FTC Sues Wyndham Hotels Over Repeated Data Breaches
The FTC alleges the Wyndham failed to protect its customers against the theft of their credit card information.
CREDIT: Wyndham Hotels and Resorts
The U.S. Federal Trade Commission has filed a lawsuit against Wyndham Worldwide Corp., alleging that the global hotel chain unnecessarily exposed customers' credit card data and other personal information to theft and unauthorized access. The complaint cites three separate data breaches against which Wyndham failed to protect its customers.
The defendants in the case are: Wyndham Worldwide Corp.; its subsidiary, Wyndham Hotel Group LLC, which franchises and manages approximately 7,000 hotels; and two subsidiaries of Wyndham Hotel Group — Wyndham Hotels and Resorts LLC and Wyndham Hotel Management Inc.
According to the FTC lawsuit, cybercrooks first infiltrated the network of a Phoenix, Ariz., Wyndham-branded hotel, allowing them to compromise more than 500,000 payment card accounts and export hundreds of thousands of card account numbers to a domain registered in Russia.
This first data breach, in 2008, was followed by another in March 2009, when hackers siphoned clear text files containing the payment card information from more than 50,000 guests at 39 Wyndham-branded hotels. Again in 2009, another 28 Wyndham hotel servers were breached, leading to the breach of about 69,000 customers.

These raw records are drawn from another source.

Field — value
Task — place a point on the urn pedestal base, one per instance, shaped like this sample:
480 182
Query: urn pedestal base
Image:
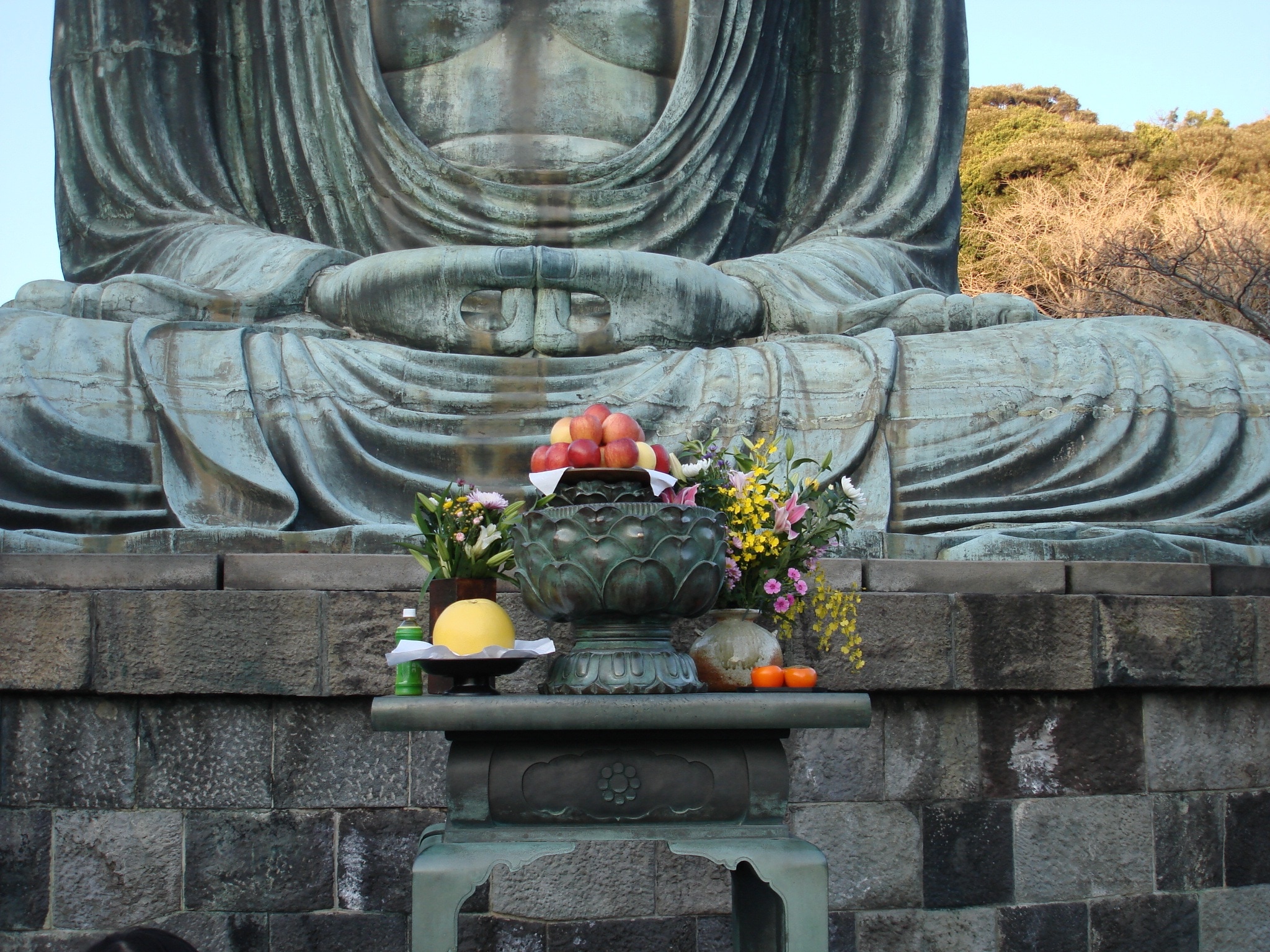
623 656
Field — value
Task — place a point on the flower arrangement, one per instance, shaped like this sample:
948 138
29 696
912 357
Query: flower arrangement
781 523
464 534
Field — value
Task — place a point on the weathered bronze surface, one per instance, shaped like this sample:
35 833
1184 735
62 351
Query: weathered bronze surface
321 255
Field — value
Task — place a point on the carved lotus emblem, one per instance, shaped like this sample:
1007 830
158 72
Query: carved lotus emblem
619 783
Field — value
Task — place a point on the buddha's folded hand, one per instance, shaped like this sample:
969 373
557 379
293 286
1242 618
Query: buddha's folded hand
436 299
652 300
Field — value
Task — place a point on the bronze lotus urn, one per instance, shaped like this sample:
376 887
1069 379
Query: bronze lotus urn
621 573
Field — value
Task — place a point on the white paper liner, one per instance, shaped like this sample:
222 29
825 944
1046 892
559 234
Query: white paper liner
408 650
548 480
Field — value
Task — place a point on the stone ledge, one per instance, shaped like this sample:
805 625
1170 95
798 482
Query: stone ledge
306 643
110 571
399 573
324 573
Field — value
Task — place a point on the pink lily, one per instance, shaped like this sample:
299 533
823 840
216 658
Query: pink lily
788 514
683 496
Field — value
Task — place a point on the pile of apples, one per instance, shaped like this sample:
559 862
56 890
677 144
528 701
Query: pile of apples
598 438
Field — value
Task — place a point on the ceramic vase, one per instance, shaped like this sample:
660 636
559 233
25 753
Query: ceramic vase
728 650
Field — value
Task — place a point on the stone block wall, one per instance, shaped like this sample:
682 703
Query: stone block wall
1044 772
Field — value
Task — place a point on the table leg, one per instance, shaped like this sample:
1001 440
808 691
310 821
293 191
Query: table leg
446 874
779 889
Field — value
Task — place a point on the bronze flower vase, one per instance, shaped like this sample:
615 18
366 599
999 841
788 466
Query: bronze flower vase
621 573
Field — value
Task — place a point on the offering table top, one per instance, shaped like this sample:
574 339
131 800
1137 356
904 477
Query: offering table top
624 712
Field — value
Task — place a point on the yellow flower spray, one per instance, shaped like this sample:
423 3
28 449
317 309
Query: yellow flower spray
835 614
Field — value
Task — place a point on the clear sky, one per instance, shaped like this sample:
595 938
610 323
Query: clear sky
1127 60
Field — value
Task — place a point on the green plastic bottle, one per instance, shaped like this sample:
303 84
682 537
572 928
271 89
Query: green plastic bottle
409 674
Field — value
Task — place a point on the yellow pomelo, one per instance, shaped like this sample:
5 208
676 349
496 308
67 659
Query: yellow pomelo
470 626
647 457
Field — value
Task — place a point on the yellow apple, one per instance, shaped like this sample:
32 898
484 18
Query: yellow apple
561 432
647 457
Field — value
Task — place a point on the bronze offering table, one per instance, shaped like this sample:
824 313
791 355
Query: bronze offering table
534 776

The criminals, believed to be the same in all three incidents, used the stolen financial data to make at least $10.6 million in fraudulent purchases.
In all cases, the FTC says Wyndham stored customers' credit card data in plain text, used default user IDs and passwords, did not deploy firewalls, allowed easy-to-guess passwords and did not conduct security investigations or protect its computers from malware.
"The lack of action after repeatedly being compromised is truly unacceptable behavior and without the oversight of agencies like the FTC, consumers are left unaware of the risk they are exposed to," Chet Wisniewski from the security firm Sophos wrote in a blog.
The suit is pending in federal court in Arizona.